Photo of Jason FalinskiJason Falinski (Mackellar, Liberal Party) Share this | Hansard source

I want to thank the members for Newcastle, Barton and Jagajaga for their contributions to this debate thus far—and I'm sure the member for Oxley will make just as important a contribution. The reason I wanted to speak on this motion on the national apology to survivors and victims of institutional child sexual abuse is that when I first arrived in this place the whips put me on the Joint Parliamentary Committee for Corporations and Financial Services. Obviously the whips foresaw that I would be trouble! For anyone who is suffering from insomnia, I encourage you to tune into that committee from time to time! At the time, the chair of that committee was Steve Irons, who was and still is a member from Western Australia. Steve Irons is, without doubt, one of the great people of this parliament. His sincerity, humility and willingness to act in the interests of others, the interests of the institution and his community, above himself remind me a lot of what the priests, when I was at school, used to tell me we should do if we are to be good people. Mr Irons's story—Steve's story—is well known to many in this place. His brother committed suicide because he couldn't deal with the trauma he had been through. Steve's story of having to bury his own brother is an extraordinarily powerful one, so I've always been inspired by Steve.
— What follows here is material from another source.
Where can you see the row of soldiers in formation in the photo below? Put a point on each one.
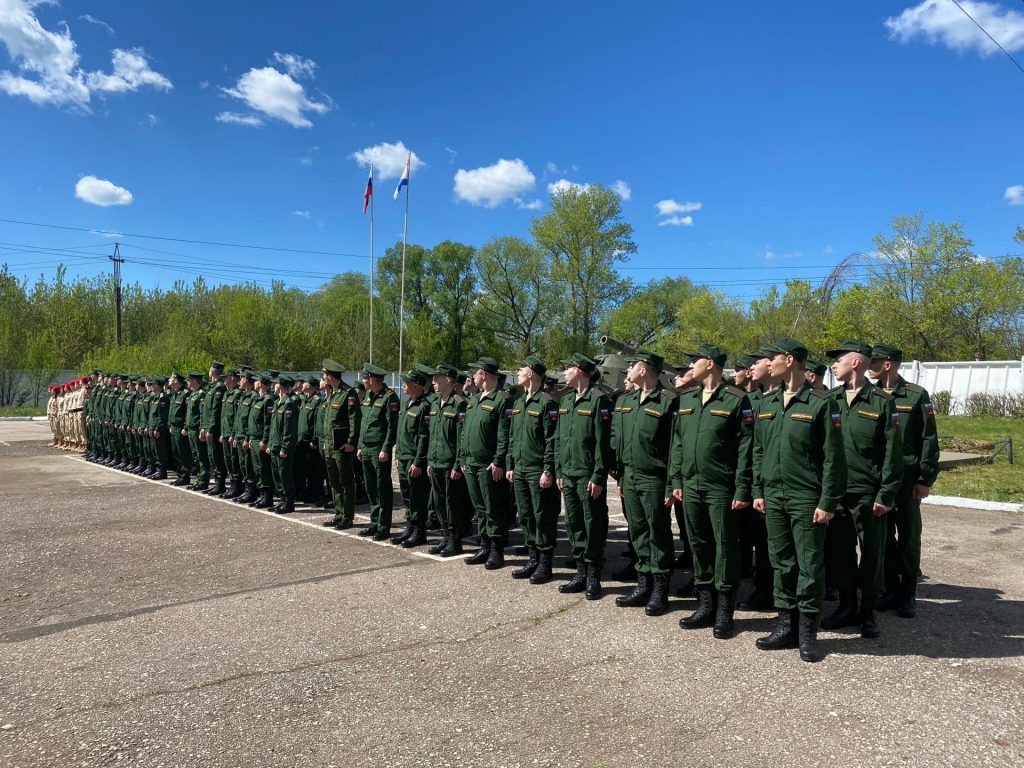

I also want to recognise Julia Gillard and Nicola Roxon in this respect. As you know, Mr Deputy Speaker Freelander, I am not a great fan of royal commissions. I think the legal fraternity in this country has a lot to be ashamed of, quite frankly. They are not the best people at examining and providing care and compassion. However, the royal commission into institutional abuse—the response to child sexual abuse that was initiated by Prime Minister Gillard—is I think one of the most important royal commissions we've had in this nation, not because it behaved like a royal commission but because it didn't behave like a royal commission. It became very much a commission that wanted to hear the stories of those people who had suffered at the hands of those who had been entrusted to protect them. That in itself provided a bridge from the past to the future. So I think it is incredibly important that this parliament recognises the brave decisions made by others that have led us to this moment.

It was three years ago that then Prime Minister Turnbull stood in front of the parliament and apologised, with former Prime Minister Gillard, as I remember, on the floor of the parliament—appropriately—for the suffering that those children had endured when those who should have known better looked the other way. I personally think it was a very powerful moment. Why do apologies matter? It is because you cannot be fully reconciled with the present until you have recognised the problems of the past and the hurt of the past. That is why apologies matter. Our journey towards becoming a perfect nation will be stalled until we recognise the things we did previously that created unnecessary harm and hurt.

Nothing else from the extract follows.